Его патриотизм заключается в том, что все прелести заграницы он отдаст за какой-нибудь сущий пустяк, лишь бы он был испанским по происхождению. Ослепление его так велико, что он готов взвалить себе на плечи всю ответственность за столь опрометчивую любовь. Доказывая, например, что испанские вина лучшие в мире, в чем он, может быть, и прав, он вместе с тем доказывает, что по своей воспитанности испанцы превосходят всех остальных, в чем он, вероятно, совсем неправ; доказывая, что мадридское небо самое чистое, он вместе с тем будет доказывать, что мадридские девушки самые очаровательные из всех женщин. Словом, это человек, постоянно впадающий в крайности. С людьми подобного типа случается примерно то же, что с одной моей родственницей, которая была неравнодушна ко всем горбунам только потому, что ее возлюбленный имел на спине весьма заметное возвышение.
С ним нельзя говорить о нормах общественного поведения, о взаимном уважении, о вежливой сдержанности, тонкости обращения, которые устанавливают чудесную гармонию в отношениях людей и позволяют говорить только то, что приятно, обязывая замалчивать те вещи, которые могут оскорбить.
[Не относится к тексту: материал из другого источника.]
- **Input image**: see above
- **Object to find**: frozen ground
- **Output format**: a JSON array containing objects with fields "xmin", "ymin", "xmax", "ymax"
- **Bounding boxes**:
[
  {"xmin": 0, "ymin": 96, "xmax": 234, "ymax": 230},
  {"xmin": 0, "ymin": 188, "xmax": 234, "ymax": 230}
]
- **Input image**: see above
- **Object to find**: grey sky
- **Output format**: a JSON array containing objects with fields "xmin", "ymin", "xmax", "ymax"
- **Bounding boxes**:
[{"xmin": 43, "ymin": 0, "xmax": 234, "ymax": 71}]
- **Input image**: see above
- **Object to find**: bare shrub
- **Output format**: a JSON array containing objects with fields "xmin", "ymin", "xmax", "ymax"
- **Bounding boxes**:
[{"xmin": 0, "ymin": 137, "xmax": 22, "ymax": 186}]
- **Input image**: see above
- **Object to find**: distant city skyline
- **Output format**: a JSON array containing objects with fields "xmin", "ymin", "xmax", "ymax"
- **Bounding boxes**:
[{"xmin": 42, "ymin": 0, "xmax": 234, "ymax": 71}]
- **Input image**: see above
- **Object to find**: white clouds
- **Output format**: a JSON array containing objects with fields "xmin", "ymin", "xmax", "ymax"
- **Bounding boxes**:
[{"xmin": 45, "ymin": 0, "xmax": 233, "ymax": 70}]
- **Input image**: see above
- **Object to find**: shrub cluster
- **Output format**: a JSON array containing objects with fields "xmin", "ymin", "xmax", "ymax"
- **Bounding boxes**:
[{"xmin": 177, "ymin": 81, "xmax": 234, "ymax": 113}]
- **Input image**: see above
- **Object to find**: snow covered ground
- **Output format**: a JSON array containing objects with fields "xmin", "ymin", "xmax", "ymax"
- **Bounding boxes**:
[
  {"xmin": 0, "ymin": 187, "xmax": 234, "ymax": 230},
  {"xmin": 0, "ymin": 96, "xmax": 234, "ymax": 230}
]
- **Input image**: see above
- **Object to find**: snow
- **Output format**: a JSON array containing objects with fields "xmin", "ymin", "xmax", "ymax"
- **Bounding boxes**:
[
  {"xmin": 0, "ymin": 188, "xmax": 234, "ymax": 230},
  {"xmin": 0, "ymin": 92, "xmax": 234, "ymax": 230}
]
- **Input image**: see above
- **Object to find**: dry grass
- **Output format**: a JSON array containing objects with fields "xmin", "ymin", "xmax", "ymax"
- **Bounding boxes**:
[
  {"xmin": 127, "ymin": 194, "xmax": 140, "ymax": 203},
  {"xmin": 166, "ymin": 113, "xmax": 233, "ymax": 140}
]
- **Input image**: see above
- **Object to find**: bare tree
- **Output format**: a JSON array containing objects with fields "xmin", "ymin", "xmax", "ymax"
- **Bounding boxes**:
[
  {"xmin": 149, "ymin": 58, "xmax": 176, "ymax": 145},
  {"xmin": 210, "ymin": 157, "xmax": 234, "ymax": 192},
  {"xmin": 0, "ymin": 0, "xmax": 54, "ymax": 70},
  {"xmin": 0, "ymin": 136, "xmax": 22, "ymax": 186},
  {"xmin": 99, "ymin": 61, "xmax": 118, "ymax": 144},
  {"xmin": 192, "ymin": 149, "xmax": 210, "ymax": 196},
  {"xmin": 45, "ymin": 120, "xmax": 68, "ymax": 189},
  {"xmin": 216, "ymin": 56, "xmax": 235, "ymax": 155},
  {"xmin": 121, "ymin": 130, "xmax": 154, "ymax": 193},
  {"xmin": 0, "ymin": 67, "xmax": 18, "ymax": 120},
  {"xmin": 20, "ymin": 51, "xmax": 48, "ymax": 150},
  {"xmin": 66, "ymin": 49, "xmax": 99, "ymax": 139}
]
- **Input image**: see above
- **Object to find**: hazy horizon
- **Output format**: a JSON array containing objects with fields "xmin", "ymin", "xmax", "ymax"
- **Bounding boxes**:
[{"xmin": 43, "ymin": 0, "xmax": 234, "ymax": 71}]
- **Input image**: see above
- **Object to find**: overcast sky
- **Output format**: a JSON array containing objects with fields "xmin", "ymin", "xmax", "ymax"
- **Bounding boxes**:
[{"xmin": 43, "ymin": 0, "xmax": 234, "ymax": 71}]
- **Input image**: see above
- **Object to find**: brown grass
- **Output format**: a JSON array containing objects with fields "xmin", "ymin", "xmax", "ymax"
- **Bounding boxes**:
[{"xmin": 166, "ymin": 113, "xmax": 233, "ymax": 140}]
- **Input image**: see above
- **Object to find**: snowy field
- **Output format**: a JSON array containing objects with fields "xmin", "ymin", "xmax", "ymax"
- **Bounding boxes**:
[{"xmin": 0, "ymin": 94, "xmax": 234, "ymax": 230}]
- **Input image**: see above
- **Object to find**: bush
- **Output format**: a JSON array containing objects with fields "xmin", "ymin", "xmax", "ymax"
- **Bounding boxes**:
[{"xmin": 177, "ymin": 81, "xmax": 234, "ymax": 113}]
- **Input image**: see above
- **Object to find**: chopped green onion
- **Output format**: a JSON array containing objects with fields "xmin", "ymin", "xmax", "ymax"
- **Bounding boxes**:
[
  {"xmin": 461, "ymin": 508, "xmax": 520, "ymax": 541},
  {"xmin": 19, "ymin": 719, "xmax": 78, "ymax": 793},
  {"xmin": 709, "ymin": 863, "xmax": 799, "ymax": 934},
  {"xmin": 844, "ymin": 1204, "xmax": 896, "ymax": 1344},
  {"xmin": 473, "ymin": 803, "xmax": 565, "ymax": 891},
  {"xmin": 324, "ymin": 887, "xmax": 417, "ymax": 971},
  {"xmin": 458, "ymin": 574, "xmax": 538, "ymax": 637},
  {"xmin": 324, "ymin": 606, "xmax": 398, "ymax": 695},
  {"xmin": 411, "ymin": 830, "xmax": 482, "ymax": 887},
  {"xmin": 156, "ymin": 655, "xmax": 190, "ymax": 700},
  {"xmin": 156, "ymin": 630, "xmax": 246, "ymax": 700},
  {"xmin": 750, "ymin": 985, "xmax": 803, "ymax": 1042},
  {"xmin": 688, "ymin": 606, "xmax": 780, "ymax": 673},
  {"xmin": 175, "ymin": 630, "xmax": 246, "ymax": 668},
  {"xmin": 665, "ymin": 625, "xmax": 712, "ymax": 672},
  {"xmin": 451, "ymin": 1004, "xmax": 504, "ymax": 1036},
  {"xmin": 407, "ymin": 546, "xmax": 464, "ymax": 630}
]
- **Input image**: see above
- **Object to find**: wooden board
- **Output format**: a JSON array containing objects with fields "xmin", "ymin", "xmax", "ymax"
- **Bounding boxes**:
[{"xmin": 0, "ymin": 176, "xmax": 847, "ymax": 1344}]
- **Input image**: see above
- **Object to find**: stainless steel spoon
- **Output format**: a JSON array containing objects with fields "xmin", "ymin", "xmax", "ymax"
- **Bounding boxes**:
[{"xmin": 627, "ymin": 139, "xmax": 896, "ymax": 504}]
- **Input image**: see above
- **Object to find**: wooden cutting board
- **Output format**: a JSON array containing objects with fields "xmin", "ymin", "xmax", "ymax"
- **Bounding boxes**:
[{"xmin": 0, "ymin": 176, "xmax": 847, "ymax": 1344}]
Он любит, что называется, говорить правду в глаза, и если чем-нибудь обижен, то, не задумываясь, может нанести оскорбление. Так как у него в голове все перепуталось, то заверение в почтении для него не что иное, как завирание, вежливость он называет лицемерием, правила приличия – глупостью, всякое благое дело он готов опорочить, изысканная речь для него – просто тарабарщина.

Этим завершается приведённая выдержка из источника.